Like Jorge Cotelo likes this

YESSS. I just got that issue as well. pipelines shows "Starting Agent" on web and the agent is showing online every 30 sec as normal

lassian Atlassian Team Apr 20, 2021

Hi,

I have identified a bug with websockets above and retries and have released a fix, can you please pull the latest version of the runner (ensuring you have v1.110 or greater).

When you receive the error above it will than resubscribe to the websocket I found an edge case where it was not.

Can you update your runners and tell us if your still experiencing these issues with this version.

Kind Regards,

Nathan Burrell

Hi, 

I pulled the latest image. (v1.110) and started the runner again.
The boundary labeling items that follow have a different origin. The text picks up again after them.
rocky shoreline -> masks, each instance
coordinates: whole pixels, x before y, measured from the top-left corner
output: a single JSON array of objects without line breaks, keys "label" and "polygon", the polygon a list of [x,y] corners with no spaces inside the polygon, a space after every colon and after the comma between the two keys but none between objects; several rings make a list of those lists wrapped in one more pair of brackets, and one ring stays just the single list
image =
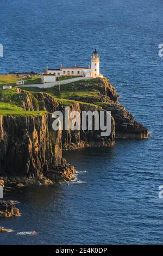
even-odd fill
[{"label": "rocky shoreline", "polygon": [[0,217],[16,217],[20,214],[12,201],[0,200]]},{"label": "rocky shoreline", "polygon": [[[147,129],[135,121],[133,115],[120,104],[117,93],[108,79],[96,78],[91,83],[72,83],[68,89],[88,92],[89,95],[91,92],[98,92],[96,97],[82,97],[74,94],[70,101],[57,99],[46,92],[28,92],[18,88],[14,89],[12,94],[7,98],[0,95],[0,102],[20,101],[24,111],[45,112],[36,115],[0,115],[0,179],[3,186],[21,188],[50,185],[59,180],[69,181],[76,171],[62,158],[63,150],[114,147],[116,138],[137,139],[149,136]],[[54,90],[57,90],[57,87]],[[111,111],[110,135],[102,137],[101,130],[54,131],[52,113],[64,112],[67,105],[71,111],[79,113]]]}]

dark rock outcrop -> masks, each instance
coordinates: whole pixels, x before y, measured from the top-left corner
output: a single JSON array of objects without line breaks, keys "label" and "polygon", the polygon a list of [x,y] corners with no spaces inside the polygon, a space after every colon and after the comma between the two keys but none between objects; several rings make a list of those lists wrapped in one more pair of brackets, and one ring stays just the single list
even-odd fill
[{"label": "dark rock outcrop", "polygon": [[15,207],[12,201],[0,200],[0,217],[18,216],[19,210]]},{"label": "dark rock outcrop", "polygon": [[[142,139],[149,136],[147,129],[136,122],[134,116],[120,104],[115,89],[107,78],[80,81],[76,88],[73,84],[68,87],[68,90],[75,89],[98,91],[99,94],[97,97],[84,97],[86,99],[85,103],[56,99],[43,92],[30,93],[16,89],[14,101],[21,100],[24,111],[47,113],[36,115],[0,115],[0,179],[2,177],[19,184],[19,187],[51,184],[48,178],[70,180],[75,170],[62,159],[62,149],[114,147],[115,137]],[[80,101],[80,98],[76,100]],[[82,100],[84,101],[84,97]],[[90,101],[92,104],[89,103]],[[101,130],[53,131],[52,113],[55,111],[64,113],[64,107],[67,105],[70,111],[79,113],[111,111],[110,136],[102,137]]]}]

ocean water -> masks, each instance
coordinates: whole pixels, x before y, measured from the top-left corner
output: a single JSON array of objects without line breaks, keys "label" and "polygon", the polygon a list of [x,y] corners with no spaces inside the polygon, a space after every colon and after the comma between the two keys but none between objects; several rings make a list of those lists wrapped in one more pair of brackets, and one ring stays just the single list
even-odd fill
[{"label": "ocean water", "polygon": [[87,65],[96,48],[101,72],[151,134],[65,152],[78,170],[69,186],[7,191],[21,216],[0,220],[13,230],[1,245],[163,243],[162,13],[162,0],[1,1],[1,74]]}]

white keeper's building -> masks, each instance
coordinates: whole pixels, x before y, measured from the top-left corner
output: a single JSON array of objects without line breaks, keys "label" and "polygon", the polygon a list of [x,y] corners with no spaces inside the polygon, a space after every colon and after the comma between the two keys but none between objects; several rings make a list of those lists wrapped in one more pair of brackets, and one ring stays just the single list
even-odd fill
[{"label": "white keeper's building", "polygon": [[[85,77],[102,77],[99,73],[99,54],[95,49],[92,53],[91,66],[79,67],[74,64],[73,67],[64,67],[62,64],[59,69],[46,69],[45,72],[41,72],[42,83],[53,83],[64,76],[83,76]],[[71,77],[70,77],[71,78]]]}]

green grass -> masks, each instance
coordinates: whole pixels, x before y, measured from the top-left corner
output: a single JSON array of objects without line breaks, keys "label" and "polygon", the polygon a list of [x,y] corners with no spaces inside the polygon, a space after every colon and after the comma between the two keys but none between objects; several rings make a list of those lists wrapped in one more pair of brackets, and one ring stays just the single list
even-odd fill
[{"label": "green grass", "polygon": [[42,115],[46,111],[26,111],[12,103],[0,102],[0,115]]},{"label": "green grass", "polygon": [[103,106],[104,106],[105,105],[108,105],[111,103],[111,102],[96,102],[95,103],[96,105],[99,106],[100,107],[102,107]]},{"label": "green grass", "polygon": [[80,76],[61,76],[59,80],[66,80],[67,79],[74,78],[76,77],[79,77]]},{"label": "green grass", "polygon": [[21,79],[24,80],[25,84],[35,84],[41,83],[41,80],[39,76],[32,76],[28,79],[24,79],[23,76],[18,78],[15,77],[14,76],[11,75],[0,75],[0,86],[8,84],[15,86],[16,86],[16,82]]}]

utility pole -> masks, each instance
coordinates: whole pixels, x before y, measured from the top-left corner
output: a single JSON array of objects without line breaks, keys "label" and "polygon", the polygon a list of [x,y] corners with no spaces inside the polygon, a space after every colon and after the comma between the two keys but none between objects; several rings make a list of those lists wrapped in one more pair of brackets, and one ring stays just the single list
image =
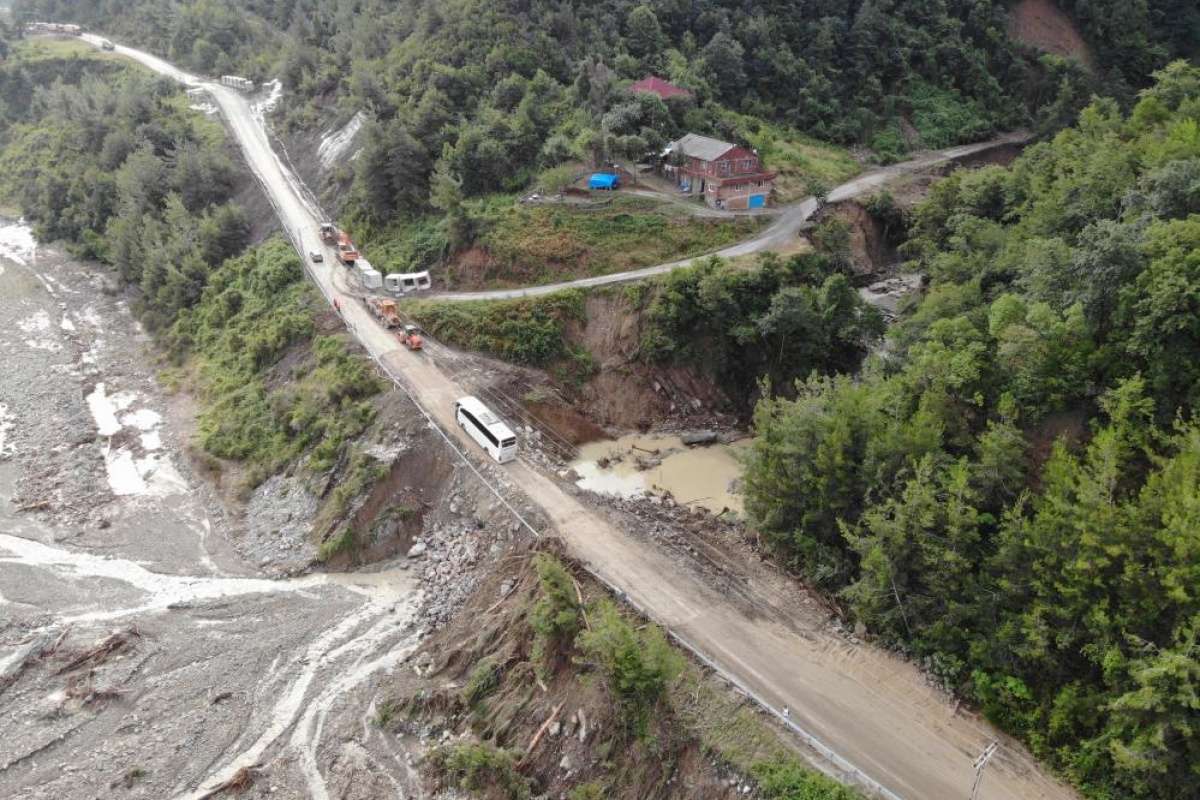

After two builds I got the same issue @Paulo Antoniassi was getting without the error.

Basically the web shows starting agent but it stays there forever while the logs in the runner still shows [2021-04-21 13:54:00,057] Updating runner state to "ONLINE"

lassian Atlassian Team Apr 21, 2021

Hi Jorge,

Can you provide me the uuid of the step that was stuck at starting agent, and the uuid of the runner.

Kind Regards,
Nathan Burrell

Hi @lassian 


I am using a private repo so I don't think you will be able to have any visual on it. I don't know if @Paulo Antoniassi  still have the issue.

After a few hours the pipeline times out

Hi, 

I've setup "dummy steps" on every commit to keep te runner alive so I don't have anything recent. Mine is a private repository too but I'm pretty sure Atlassian can get interesting logs even for private repos. 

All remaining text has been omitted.